Some of the very countries that are struggling most with food insecurity are also fortunate to control some of the most productive fisheries in the world. For example, India and the Philippines, which were just ranked poorly in terms of food security in the newly published 2012 Global Hunger Index, both rank in the top 15 countries in the world for fish catch. But their fisheries, like many others, are being overfished, limiting their potential to produce even more fish and feed more people. In fact, a new study published in the journal Science suggests a global fishery recovery could increase fish yield up to 40 percent. Many of the most food insecure countries have the ability to create more food for their hungry citizens just by better managing their fisheries.

There are clear examples of how to turn exploited fisheries around and ensure that they will be able to help feed the 2 billion more people expected by 2050. We've seen overfished species rebound quickly with this type of management.

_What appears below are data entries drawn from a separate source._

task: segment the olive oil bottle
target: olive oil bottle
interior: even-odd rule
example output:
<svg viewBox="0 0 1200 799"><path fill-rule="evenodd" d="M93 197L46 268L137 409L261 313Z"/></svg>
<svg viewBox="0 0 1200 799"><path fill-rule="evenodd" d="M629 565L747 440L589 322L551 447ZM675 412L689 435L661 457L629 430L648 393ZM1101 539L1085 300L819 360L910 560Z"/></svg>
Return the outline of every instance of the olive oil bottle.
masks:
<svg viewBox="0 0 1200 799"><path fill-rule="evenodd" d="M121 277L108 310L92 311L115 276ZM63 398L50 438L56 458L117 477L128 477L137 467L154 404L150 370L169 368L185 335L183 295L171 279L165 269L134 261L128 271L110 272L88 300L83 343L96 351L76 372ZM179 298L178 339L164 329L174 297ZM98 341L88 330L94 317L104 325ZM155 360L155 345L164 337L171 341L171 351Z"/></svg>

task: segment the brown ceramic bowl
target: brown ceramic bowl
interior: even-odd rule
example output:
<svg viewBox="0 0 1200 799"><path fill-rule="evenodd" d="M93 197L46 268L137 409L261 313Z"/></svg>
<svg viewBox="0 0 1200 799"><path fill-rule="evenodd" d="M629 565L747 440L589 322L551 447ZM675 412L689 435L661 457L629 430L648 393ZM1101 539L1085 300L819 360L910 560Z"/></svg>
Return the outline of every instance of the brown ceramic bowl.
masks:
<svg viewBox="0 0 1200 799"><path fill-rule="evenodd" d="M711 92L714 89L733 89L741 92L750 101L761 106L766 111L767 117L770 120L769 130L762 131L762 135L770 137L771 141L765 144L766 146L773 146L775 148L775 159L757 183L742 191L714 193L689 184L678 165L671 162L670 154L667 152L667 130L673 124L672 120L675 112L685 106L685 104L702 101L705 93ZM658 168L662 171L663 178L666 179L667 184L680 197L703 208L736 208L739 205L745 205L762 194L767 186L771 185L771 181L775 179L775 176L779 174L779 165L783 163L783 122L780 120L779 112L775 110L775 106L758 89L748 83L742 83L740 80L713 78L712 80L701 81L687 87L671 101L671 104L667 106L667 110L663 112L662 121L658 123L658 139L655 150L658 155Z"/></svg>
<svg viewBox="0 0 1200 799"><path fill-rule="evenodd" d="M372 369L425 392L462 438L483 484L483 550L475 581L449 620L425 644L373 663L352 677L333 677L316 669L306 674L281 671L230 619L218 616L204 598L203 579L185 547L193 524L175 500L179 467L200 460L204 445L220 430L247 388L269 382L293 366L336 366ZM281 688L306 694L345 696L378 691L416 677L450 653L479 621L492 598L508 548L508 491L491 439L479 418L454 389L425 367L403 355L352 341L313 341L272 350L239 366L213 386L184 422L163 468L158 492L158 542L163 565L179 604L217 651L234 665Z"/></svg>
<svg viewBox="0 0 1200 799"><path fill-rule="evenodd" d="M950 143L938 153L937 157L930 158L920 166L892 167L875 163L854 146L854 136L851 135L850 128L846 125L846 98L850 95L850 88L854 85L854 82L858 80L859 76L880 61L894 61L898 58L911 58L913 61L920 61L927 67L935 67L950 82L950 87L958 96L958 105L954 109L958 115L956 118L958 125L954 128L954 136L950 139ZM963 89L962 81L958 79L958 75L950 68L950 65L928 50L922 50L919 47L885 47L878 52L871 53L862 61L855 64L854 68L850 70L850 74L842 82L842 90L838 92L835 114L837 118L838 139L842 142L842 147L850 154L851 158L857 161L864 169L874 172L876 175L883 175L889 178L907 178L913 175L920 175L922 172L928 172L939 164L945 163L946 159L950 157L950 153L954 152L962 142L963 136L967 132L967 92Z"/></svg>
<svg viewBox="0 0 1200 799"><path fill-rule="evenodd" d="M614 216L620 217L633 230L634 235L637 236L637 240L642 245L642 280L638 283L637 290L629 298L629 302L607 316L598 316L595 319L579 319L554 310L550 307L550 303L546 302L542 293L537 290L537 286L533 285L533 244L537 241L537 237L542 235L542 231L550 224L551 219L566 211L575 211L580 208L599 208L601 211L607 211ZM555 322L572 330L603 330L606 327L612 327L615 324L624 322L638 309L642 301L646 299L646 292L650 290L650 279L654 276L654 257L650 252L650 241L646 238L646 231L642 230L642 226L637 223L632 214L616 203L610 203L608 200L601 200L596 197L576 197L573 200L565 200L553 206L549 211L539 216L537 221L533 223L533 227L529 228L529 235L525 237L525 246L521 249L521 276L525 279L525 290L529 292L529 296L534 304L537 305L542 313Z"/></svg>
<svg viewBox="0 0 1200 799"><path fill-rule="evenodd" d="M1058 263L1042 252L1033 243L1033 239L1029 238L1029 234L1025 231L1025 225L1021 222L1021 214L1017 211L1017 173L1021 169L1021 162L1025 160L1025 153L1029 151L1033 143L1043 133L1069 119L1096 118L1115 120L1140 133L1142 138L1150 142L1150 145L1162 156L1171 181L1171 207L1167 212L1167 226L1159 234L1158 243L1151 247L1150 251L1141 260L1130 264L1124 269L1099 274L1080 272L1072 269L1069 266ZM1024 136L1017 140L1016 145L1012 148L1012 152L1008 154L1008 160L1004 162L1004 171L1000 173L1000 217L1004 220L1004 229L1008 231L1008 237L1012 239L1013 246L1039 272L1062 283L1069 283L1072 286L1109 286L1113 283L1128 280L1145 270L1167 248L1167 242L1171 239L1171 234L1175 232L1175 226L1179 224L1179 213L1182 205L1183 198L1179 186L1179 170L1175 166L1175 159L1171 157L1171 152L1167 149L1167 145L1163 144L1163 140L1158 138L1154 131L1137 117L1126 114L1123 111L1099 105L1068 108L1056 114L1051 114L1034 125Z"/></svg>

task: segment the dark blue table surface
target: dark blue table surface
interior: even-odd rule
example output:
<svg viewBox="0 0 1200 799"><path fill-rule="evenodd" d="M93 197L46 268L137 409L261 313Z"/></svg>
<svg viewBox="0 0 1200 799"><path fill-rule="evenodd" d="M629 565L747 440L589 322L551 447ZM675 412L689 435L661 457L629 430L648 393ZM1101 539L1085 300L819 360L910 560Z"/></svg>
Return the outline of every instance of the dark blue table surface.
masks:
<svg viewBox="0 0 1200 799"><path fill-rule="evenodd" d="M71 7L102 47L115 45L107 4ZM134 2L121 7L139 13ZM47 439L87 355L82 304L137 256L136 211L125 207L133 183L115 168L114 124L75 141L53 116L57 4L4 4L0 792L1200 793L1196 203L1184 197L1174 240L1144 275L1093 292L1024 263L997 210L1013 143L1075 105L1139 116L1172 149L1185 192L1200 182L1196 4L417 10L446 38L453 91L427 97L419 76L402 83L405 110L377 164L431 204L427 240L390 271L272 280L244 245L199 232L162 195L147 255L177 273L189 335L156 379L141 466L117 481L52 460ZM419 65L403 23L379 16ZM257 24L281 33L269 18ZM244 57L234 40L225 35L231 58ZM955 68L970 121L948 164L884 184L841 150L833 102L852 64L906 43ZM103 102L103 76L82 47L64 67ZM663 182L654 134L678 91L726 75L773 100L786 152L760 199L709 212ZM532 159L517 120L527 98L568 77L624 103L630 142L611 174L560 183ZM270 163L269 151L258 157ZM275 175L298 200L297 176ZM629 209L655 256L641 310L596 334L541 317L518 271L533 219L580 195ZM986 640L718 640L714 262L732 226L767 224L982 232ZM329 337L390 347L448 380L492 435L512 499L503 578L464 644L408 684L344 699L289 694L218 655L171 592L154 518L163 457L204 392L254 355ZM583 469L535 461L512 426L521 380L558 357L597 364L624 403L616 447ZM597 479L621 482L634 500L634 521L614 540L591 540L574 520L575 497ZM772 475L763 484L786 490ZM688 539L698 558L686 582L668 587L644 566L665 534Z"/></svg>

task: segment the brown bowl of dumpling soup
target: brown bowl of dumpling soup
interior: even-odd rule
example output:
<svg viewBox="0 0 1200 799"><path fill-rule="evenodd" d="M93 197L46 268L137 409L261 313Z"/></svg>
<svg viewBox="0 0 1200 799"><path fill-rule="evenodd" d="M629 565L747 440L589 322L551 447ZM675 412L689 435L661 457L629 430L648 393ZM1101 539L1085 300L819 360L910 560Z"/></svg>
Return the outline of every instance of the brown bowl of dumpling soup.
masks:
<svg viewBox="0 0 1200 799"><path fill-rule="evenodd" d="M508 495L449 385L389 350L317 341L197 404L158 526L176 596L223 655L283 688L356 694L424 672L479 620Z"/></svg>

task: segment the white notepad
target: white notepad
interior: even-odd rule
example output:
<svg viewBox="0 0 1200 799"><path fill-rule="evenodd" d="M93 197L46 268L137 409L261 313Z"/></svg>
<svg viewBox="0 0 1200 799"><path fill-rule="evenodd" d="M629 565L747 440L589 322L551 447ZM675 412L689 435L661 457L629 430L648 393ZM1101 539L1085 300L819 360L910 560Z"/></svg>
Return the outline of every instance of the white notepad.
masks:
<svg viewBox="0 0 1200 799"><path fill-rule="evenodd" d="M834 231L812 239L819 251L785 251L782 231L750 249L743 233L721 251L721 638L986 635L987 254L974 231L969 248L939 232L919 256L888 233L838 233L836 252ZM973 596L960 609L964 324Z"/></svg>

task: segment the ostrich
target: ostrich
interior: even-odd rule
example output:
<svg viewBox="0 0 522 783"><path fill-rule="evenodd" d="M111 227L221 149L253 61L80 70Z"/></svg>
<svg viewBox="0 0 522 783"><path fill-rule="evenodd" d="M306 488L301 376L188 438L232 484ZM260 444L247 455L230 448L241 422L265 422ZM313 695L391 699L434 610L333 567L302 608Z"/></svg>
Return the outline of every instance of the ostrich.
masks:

After discard bans were imposed for Norwegian cod in the late 1980s, the once overfished species came back quickly. The same story can be told of the Eastern Baltic cod which have recovered in the last decade. We see similar stories happening all around the world.

By combating overfishing and practically restoring key fish stocks, like it has been done in the U.S. and Norway, countries like India and the Philippines have it within their reach to make more wild seafood accessible to their hungry citizens. It takes the implementation of just three tried and true fisheries management policies to bring back fish stocks: enforcing scientific quotas, reducing bycatch and protecting habitat. Doing this in the places that produce the most wild fish will allow fish stocks to rebound enough to feed hundreds of millions more people.

While global fish catch has been declining since the late 1980s, we're not doomed to fish out the oceans. If India, the Philippines and the other 23 countries that control 75% of the world's fish catch begin to manage their fisheries in a sustainable way, we'll see global fish catch increase beyond historic peak levels. The oceans will be able to help offset the 70 percent increase in food production needed by 2050 -- and it can do so indefinitely.

Restoring the ocean's abundance will ensure that artisanal fishermen and fishing cooperatives all over the world will again have access to the kind of resources their ancestors once did. And with nine billion people projected to live on earth by 2050, we need everything on the table, including a healthy ocean full of fish.